Forward looking approach in the risk assessment of companies
How to integrate a forward looking component in the risk assessment of companies into lending and credit management processes using an automated simulation tool.
The most widespread assessment systems in the world of credit and consultancy are generally based on a traditional and static approach. The so-called ratio analysis is certainly based on some useful principles, but these do not allow the dynamic aspect of risk to be considered, thus preventing us from having a comprehensive and complete view of the counterparty.
For this reason, many credit institutions have recently intensified activities to strengthen the processes and skills related to forward-looking analysis and cash flow analysis issues, since the principles underlying Basel 3 oblige them not only to consider current risk but also expected risk.
Therefore, it isn't enough just to know the current state of health of a client company or prospect, but it is also necessary to predict likely developments. Forecast analysis of client companies must also take into account expected industry trends and the competitive positioning of the individual company within the industry itself.

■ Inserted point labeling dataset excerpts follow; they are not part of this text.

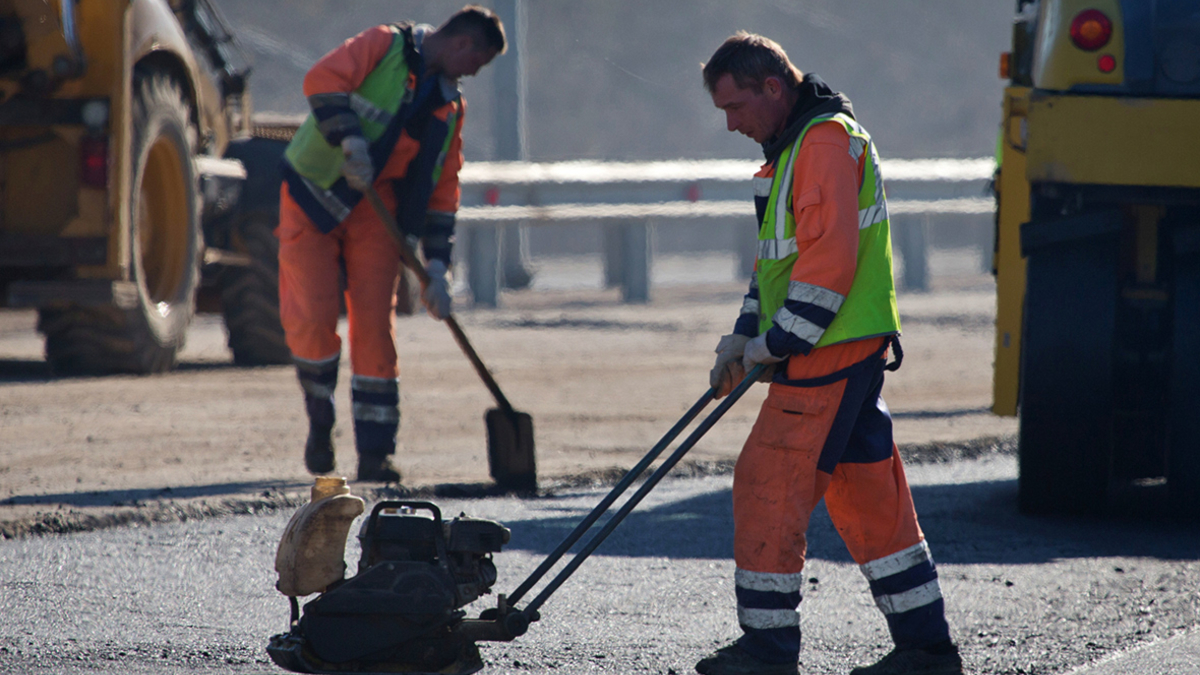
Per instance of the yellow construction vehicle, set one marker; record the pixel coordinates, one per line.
(121, 192)
(1098, 254)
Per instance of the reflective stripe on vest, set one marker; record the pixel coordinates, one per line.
(381, 95)
(870, 308)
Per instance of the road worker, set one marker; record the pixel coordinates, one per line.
(387, 113)
(821, 314)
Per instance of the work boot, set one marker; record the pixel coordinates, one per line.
(937, 659)
(377, 469)
(318, 449)
(732, 659)
(318, 380)
(376, 424)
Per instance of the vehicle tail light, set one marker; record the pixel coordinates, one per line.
(94, 161)
(1091, 29)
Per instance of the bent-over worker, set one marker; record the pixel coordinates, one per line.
(387, 113)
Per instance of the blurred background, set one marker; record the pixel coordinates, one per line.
(619, 81)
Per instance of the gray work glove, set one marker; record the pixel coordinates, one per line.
(358, 169)
(756, 352)
(727, 371)
(436, 294)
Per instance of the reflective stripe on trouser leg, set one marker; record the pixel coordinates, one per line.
(376, 401)
(775, 487)
(871, 507)
(906, 591)
(318, 378)
(768, 614)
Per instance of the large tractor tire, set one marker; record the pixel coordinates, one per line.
(1066, 441)
(1183, 438)
(250, 296)
(147, 332)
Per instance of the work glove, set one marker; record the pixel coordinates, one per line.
(358, 169)
(756, 352)
(727, 370)
(436, 294)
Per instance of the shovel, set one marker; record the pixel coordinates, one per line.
(510, 454)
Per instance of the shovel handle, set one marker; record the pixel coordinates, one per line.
(412, 262)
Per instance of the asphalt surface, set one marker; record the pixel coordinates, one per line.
(1024, 596)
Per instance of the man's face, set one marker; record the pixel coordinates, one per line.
(760, 115)
(466, 59)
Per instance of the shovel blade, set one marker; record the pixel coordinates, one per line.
(510, 453)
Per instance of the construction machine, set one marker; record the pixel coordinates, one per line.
(131, 185)
(1098, 255)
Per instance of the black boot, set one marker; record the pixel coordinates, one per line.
(318, 449)
(318, 381)
(377, 469)
(376, 424)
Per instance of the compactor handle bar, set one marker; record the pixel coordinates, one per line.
(659, 473)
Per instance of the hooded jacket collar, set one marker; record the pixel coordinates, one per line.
(815, 99)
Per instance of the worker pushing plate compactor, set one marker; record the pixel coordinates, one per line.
(403, 610)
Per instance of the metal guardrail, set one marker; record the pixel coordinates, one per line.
(633, 195)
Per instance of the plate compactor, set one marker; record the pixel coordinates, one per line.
(403, 610)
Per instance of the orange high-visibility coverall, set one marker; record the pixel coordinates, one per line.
(310, 261)
(832, 441)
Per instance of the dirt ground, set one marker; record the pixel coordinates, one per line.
(603, 382)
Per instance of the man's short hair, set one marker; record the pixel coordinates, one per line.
(480, 23)
(750, 59)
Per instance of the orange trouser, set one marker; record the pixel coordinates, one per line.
(778, 482)
(310, 293)
(832, 441)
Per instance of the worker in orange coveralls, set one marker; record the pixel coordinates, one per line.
(387, 113)
(822, 315)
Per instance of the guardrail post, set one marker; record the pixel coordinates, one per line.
(613, 255)
(637, 249)
(745, 244)
(910, 234)
(483, 264)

In fact, a company operates within an external context whose dynamics are able to significantly influence the operating and financial results of the company; there are multiple influences deriving from the external context, which can be considered on a system level and on the level of the reference economic sector.
Lending and credit management policies, therefore, cannot ignore the assessment of the cyclical phase in which the financed company must generate cash to repay loans, and at the same time must take into account the specific characteristics of the economic sector in which it operates.
Therefore, it is necessary to approach the risk assessment of companies through:
- ratio analysis of historical data and the standardization of economic-financial analysis policies for the purposes of assessing the company, its credit potential, and the risk and sustainability of the credit facility being offered
- building company forecasts (business plan, complete with statement of assets and liabilities, profit and loss account, and cash flow statement) on the basis of a simulation “engine” which takes accounting reports into consideration among the main financial statement amounts and which can also be fed using assumptions formulated by the user (typically by the Manager, on the basis of interviews with the company)
- company data projections, including in the absence of information from the user, on the basis of macroeconomic sector forecasts (industry outlook), positioning of the company within the sector (with the aim of identifying the so-called “star” companies), and any “what-if” analysis performed by the user on macroeconomic and company figures.